Average male life expectancy in thirty years could be 82.2 years, down from 84.1 years on 2014 projections. While female life expectancy could fall too, to 85.3 from 86.9 years.
Similarly, the data showed the UK birth rate is also dropping. Couples are predicted to be having 1.56 births for every woman, down from a 1.89 estimate in 2014.
Fewer school-age children means fewer schools will be needed, the FT’s Chris Giles pointed out. We’d still need to find an extra £35 billion a year in tax, but the new census population predictions mean this sum is far less than expected.
A dropping birth rate and life expectancy obviously have implications far beyond the budget deficit, however.
The data raises important questions. For example, has 12 years of austerity pushed down life expectancy?
Research from the IPPR in 2019 estimated that austerity has led to 130,000 preventable deaths in the UK since 2012.
And is the falling birth rate a sign that younger people are putting off having children due to precarity and money problems? Research in 2021 suggested this might be the case.
Tax is about political choices. The new ONS figures might give us a glimpse of the effect of those choices.
If we want to live in a country where life chances for everyone improve over time, we need a tax system that reverses burgeoning wealth inequality – and funds the best possible public services.
People across the country are facing a worsening cost-of-living crisis, yet the profits of some of the UK’s biggest companies are surging.

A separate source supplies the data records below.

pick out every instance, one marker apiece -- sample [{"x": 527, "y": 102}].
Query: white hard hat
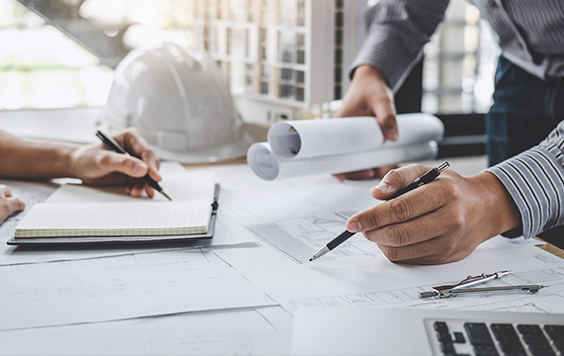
[{"x": 179, "y": 101}]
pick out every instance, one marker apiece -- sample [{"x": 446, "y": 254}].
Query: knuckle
[
  {"x": 392, "y": 253},
  {"x": 398, "y": 236},
  {"x": 395, "y": 176},
  {"x": 456, "y": 222},
  {"x": 400, "y": 210},
  {"x": 370, "y": 220}
]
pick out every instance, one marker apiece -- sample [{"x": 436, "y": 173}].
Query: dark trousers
[{"x": 524, "y": 112}]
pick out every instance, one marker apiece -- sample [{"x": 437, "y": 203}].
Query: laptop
[{"x": 375, "y": 331}]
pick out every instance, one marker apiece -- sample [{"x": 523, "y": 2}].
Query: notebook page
[
  {"x": 115, "y": 219},
  {"x": 181, "y": 187}
]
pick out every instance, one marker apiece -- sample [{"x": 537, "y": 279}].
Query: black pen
[
  {"x": 111, "y": 144},
  {"x": 424, "y": 179}
]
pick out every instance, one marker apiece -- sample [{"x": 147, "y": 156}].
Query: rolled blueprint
[
  {"x": 268, "y": 166},
  {"x": 324, "y": 137}
]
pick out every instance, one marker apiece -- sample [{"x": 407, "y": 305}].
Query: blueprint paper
[
  {"x": 327, "y": 137},
  {"x": 119, "y": 287},
  {"x": 248, "y": 331},
  {"x": 268, "y": 166}
]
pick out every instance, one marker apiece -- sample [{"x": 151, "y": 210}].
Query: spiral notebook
[{"x": 80, "y": 214}]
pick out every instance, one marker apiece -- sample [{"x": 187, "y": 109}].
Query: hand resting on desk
[
  {"x": 93, "y": 164},
  {"x": 440, "y": 222}
]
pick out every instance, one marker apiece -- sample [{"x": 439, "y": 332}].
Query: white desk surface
[{"x": 302, "y": 210}]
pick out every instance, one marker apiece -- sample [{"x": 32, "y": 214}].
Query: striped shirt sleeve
[
  {"x": 535, "y": 181},
  {"x": 397, "y": 31}
]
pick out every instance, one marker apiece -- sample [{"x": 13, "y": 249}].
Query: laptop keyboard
[{"x": 459, "y": 337}]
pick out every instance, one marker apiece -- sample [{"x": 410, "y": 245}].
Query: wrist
[
  {"x": 501, "y": 212},
  {"x": 69, "y": 161},
  {"x": 368, "y": 71}
]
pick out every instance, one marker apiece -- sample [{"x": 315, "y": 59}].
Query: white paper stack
[{"x": 307, "y": 147}]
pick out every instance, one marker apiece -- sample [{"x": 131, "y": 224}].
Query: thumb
[
  {"x": 397, "y": 179},
  {"x": 128, "y": 165},
  {"x": 14, "y": 204}
]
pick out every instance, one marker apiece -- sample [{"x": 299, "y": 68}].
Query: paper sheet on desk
[
  {"x": 249, "y": 331},
  {"x": 69, "y": 125},
  {"x": 371, "y": 280},
  {"x": 120, "y": 287}
]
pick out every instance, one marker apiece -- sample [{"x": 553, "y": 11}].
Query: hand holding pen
[
  {"x": 440, "y": 222},
  {"x": 147, "y": 171},
  {"x": 424, "y": 179}
]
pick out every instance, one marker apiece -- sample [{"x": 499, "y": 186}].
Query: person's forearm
[
  {"x": 23, "y": 158},
  {"x": 534, "y": 181},
  {"x": 397, "y": 31}
]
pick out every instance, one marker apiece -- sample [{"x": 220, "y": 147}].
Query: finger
[
  {"x": 420, "y": 229},
  {"x": 128, "y": 165},
  {"x": 385, "y": 112},
  {"x": 15, "y": 205},
  {"x": 137, "y": 189},
  {"x": 397, "y": 179},
  {"x": 5, "y": 191},
  {"x": 138, "y": 146},
  {"x": 406, "y": 207},
  {"x": 436, "y": 251},
  {"x": 149, "y": 190}
]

Profits’ were up 34 per cent at the end of 2021 compared to pre pandemic levels for the UK’s largest non-financial companies.

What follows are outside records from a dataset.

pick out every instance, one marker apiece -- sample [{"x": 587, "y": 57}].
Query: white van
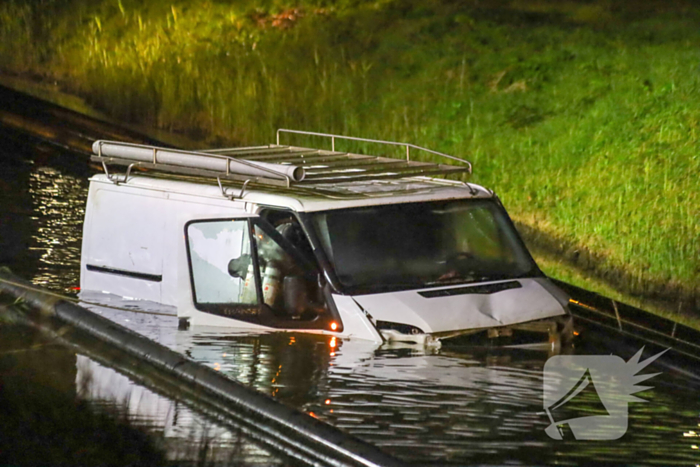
[{"x": 288, "y": 238}]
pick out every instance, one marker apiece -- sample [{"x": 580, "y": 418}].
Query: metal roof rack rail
[{"x": 275, "y": 164}]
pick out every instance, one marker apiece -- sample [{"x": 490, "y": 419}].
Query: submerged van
[{"x": 282, "y": 237}]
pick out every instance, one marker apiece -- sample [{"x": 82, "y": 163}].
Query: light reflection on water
[{"x": 454, "y": 405}]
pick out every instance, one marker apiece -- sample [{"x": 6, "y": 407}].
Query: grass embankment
[{"x": 583, "y": 116}]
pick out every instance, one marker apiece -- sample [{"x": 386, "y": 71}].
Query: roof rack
[{"x": 275, "y": 164}]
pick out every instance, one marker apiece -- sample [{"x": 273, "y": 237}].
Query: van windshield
[{"x": 393, "y": 247}]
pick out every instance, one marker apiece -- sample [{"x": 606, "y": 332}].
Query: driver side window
[{"x": 214, "y": 248}]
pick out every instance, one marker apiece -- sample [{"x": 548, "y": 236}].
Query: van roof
[
  {"x": 304, "y": 199},
  {"x": 303, "y": 179}
]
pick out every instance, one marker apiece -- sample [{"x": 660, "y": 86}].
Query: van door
[{"x": 248, "y": 270}]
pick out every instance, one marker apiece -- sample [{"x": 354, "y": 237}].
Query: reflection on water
[
  {"x": 452, "y": 405},
  {"x": 59, "y": 207},
  {"x": 455, "y": 405},
  {"x": 187, "y": 436}
]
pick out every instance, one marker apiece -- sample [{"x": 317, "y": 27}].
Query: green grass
[{"x": 582, "y": 116}]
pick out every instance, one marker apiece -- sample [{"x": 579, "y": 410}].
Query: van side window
[
  {"x": 214, "y": 248},
  {"x": 289, "y": 286}
]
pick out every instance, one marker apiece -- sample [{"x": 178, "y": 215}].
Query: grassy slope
[{"x": 583, "y": 116}]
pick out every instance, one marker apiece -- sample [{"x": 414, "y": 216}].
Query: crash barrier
[
  {"x": 284, "y": 430},
  {"x": 605, "y": 313}
]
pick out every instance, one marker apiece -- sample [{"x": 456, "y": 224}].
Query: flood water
[{"x": 453, "y": 405}]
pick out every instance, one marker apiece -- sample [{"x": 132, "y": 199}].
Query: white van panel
[{"x": 133, "y": 241}]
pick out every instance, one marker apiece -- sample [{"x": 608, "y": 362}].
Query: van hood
[{"x": 472, "y": 306}]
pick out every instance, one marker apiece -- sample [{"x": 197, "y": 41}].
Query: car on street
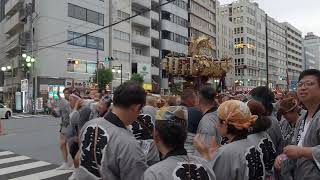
[{"x": 5, "y": 112}]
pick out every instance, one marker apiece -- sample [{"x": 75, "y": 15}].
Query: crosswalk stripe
[
  {"x": 13, "y": 159},
  {"x": 3, "y": 153},
  {"x": 23, "y": 167},
  {"x": 20, "y": 116},
  {"x": 43, "y": 175}
]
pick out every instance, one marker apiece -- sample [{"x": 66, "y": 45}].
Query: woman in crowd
[
  {"x": 102, "y": 108},
  {"x": 170, "y": 134},
  {"x": 239, "y": 159},
  {"x": 260, "y": 138},
  {"x": 266, "y": 97}
]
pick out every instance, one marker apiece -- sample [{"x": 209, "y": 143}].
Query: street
[{"x": 30, "y": 146}]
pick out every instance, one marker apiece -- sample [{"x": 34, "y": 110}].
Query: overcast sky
[{"x": 305, "y": 15}]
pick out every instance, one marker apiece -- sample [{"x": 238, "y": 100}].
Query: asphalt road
[{"x": 32, "y": 140}]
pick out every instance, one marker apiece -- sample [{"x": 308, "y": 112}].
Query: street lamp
[
  {"x": 118, "y": 71},
  {"x": 28, "y": 59}
]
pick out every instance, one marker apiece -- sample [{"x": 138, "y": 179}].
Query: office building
[
  {"x": 311, "y": 44},
  {"x": 294, "y": 52},
  {"x": 224, "y": 42},
  {"x": 249, "y": 43},
  {"x": 135, "y": 43},
  {"x": 277, "y": 54},
  {"x": 202, "y": 21}
]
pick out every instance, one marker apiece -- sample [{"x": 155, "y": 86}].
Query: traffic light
[
  {"x": 74, "y": 61},
  {"x": 108, "y": 59}
]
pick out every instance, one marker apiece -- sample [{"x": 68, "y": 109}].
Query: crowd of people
[{"x": 199, "y": 135}]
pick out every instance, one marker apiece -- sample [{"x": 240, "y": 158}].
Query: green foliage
[
  {"x": 138, "y": 78},
  {"x": 105, "y": 77}
]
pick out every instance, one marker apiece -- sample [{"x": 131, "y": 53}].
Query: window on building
[
  {"x": 85, "y": 14},
  {"x": 174, "y": 37},
  {"x": 86, "y": 41},
  {"x": 122, "y": 56},
  {"x": 122, "y": 15},
  {"x": 83, "y": 66},
  {"x": 121, "y": 35}
]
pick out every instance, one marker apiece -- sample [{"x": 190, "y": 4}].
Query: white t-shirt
[{"x": 303, "y": 134}]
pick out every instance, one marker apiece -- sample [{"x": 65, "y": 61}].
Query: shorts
[{"x": 73, "y": 148}]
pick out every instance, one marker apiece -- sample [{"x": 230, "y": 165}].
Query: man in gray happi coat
[{"x": 108, "y": 150}]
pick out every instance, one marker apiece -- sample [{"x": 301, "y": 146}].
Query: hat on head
[
  {"x": 287, "y": 105},
  {"x": 236, "y": 113},
  {"x": 173, "y": 114}
]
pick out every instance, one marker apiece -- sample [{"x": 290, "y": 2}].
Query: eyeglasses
[{"x": 306, "y": 84}]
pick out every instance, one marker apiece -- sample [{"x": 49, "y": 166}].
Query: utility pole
[
  {"x": 110, "y": 38},
  {"x": 29, "y": 11},
  {"x": 267, "y": 50},
  {"x": 97, "y": 74}
]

Research by the IPPR and Common Wealth argues profit restraint is needed to curb inflation. They recommend a global windfall tax that could raise as much as £10 billion.

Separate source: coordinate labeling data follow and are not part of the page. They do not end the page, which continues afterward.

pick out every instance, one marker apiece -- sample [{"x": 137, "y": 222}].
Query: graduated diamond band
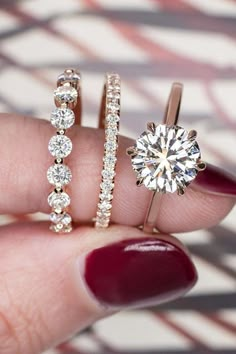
[
  {"x": 166, "y": 157},
  {"x": 108, "y": 120},
  {"x": 66, "y": 98}
]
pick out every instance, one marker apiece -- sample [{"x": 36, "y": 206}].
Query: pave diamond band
[
  {"x": 166, "y": 157},
  {"x": 108, "y": 120},
  {"x": 68, "y": 105}
]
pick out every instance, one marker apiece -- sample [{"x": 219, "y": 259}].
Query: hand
[{"x": 54, "y": 285}]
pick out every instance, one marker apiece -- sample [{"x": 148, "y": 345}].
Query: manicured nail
[
  {"x": 217, "y": 181},
  {"x": 138, "y": 272}
]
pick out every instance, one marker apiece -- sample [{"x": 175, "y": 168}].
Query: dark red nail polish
[
  {"x": 217, "y": 181},
  {"x": 138, "y": 272}
]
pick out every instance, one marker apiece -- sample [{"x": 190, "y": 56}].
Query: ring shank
[{"x": 170, "y": 118}]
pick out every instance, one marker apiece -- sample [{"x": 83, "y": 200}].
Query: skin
[{"x": 43, "y": 299}]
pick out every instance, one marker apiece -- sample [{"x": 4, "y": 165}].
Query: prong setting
[{"x": 192, "y": 134}]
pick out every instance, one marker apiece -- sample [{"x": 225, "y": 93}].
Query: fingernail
[
  {"x": 138, "y": 272},
  {"x": 217, "y": 181}
]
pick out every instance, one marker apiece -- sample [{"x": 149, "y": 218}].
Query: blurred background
[{"x": 150, "y": 43}]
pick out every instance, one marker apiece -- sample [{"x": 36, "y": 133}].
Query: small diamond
[
  {"x": 65, "y": 94},
  {"x": 111, "y": 133},
  {"x": 102, "y": 223},
  {"x": 60, "y": 146},
  {"x": 59, "y": 175},
  {"x": 113, "y": 94},
  {"x": 104, "y": 206},
  {"x": 113, "y": 106},
  {"x": 60, "y": 228},
  {"x": 112, "y": 118},
  {"x": 104, "y": 213},
  {"x": 109, "y": 161},
  {"x": 63, "y": 218},
  {"x": 166, "y": 160},
  {"x": 62, "y": 118},
  {"x": 110, "y": 145},
  {"x": 107, "y": 196},
  {"x": 108, "y": 174},
  {"x": 58, "y": 201},
  {"x": 114, "y": 86}
]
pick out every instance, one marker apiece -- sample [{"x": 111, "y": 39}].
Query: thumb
[{"x": 52, "y": 286}]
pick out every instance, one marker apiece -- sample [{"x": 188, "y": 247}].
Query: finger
[
  {"x": 54, "y": 286},
  {"x": 25, "y": 160}
]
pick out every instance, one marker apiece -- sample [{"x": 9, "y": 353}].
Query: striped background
[{"x": 150, "y": 43}]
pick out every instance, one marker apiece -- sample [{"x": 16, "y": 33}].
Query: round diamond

Our Pandemic Profits research last year argued in favour of a similar tax on excess profits made during the covid pandemic.
Why are some companies’ profits surging while an increasing number of people are facing a cost of living crisis? Research out this week from Unite argues the two might be linked.
The trade union has accused companies of driving inflation higher by engaging in “price gouging”. This is where businesses hike their prices far above supply costs – applying unnecessary financial pressure on consumers.
At a time when workers are being asked to curb their calls for pay rises, this research shows that the real problem may sit with companies profiteering from a crisis.
Today we're launching a new campaign – and we need your help.
Have you ever wondered how much your local council is paying to companies with links to tax havens?
Research by The Fair Tax Foundation found that £37.5bn of public contracts were won by companies with links to tax havens between 2014 – 19 alone.
And although the UK Government has closed many tax avoidance loopholes in recent years, an estimated £17bn of corporation tax receipts are still going astray as a result of profit-shifting alone. This is where multinational firms exploit gaps in tax rules to move profits to low or no-tax locations.
This must end.
We're demanding councils sign-up to a fair tax standard, so that no money goes to companies associated with tax havens.
Ask your council to stop buying services from tax dodging companies. It only takes 1 minute:
Local authorities can play a key role in addressing tax dodging companies. Some councils have already signed-up, but the vast majority have not.
HMRC admitted this week they have no idea how much revenue is being lost to overseas tax havens.
In a freedom of information (FOI) response, the tax authority said they didn’t know – and hadn't attempted to calculate – how much tax is being evaded by UK residents funnelling their wealth offshore.
At the same time new figures shine a light on the scale of the problem: £570bn is held by UK residents in financial accounts in tax havens.
Dereliction of duty
HRMC have all the data they need to investigate the legality of this £570bn of UK wealth sitting in tax havens, so why aren't they?
Alex Cobhan at Tax Justice Network called the situation “an outright dereliction of duty” by HMRC. Other tax experts suggested it highlights resourcing constraints at HMRC.
We need a properly funded UK tax authority with the teeth – and political will – to investigate tax evasion and enforce the law.